Friday, April 27, 2007
Kurt in Paris (Part 1)
PARIS Part 1
If I don’t sit down and do this regularly, I am never going to remember what I’ve done and whom I have met and what I have seen, and all the other things that ought to go into a diary.
So, since today Thursday is a bit grey I think I shall take some time out ‘at home’ and write a little. Its almost an excuse for not going out wandering, but I have done a heap of wandering these last weeks and I don’t feel the desire or the need quite so much right now.
So, back to Tuesday.
After a couple of hours wandering round le 14eme, investigating the whereabouts of those utter necessities of French life – the andouilette (found), les tripes lyonnases (not found), l’epoisses cheese (bought) and les espadrilles (not yet) – I made rendez-vous with Christophe at lunchtime. He is absolutely overwhelmed with work – writing books, articles, reviews, not to forget preparing for the four musical productions he is directing on stages around France before the end of the year – but he cannot help himself, he seems never to turn down any sort of a job, while still leading a very merry social life. Which means that in the few years since he bewailed to me his inability to get his career off the ground, he has established himself nicely in a large number of the areas of the Parisian and French theatre and journalistic world. Actors and theatre directors now bob gently at the knees when they see him coming. Well, some of them. But soon it will be all. As I sussed long ago, he is a young man on the move. And I am very pleased, when we meet people here, to acknowledge him as ‘mon heritier français’.
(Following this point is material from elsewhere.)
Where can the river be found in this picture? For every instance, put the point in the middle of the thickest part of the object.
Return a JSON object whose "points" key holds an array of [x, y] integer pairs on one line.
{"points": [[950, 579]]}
Anyway, lunchtime rendezvous at the bistro Le Chineur. Christophe is a fixture there (breakfast, lunch and all and any rendezvous) and I am already becoming one. Not the least because it has WiFi and I can thus keep more or less in contact with anyone who is an xtra client, and occasionally with the rest of the world as well. With your coffee (Chris) or beer (me) you get a little card with a number. You light up your computer, praying that you haven’t forgotten to recharge the battery during the night, tap in a code number from the card, and voila! Internet for free. Well, not quite free with beer at 3.90 (NZ$7.50) a small glass. I can see why one who lives his life in bistros (a very natural habit in France which, should I drop anchor in this country for a while, would doubtless be mine) can easily spend his budget week by week without any extravagance! And I don’t even think of those who lunch AND dine …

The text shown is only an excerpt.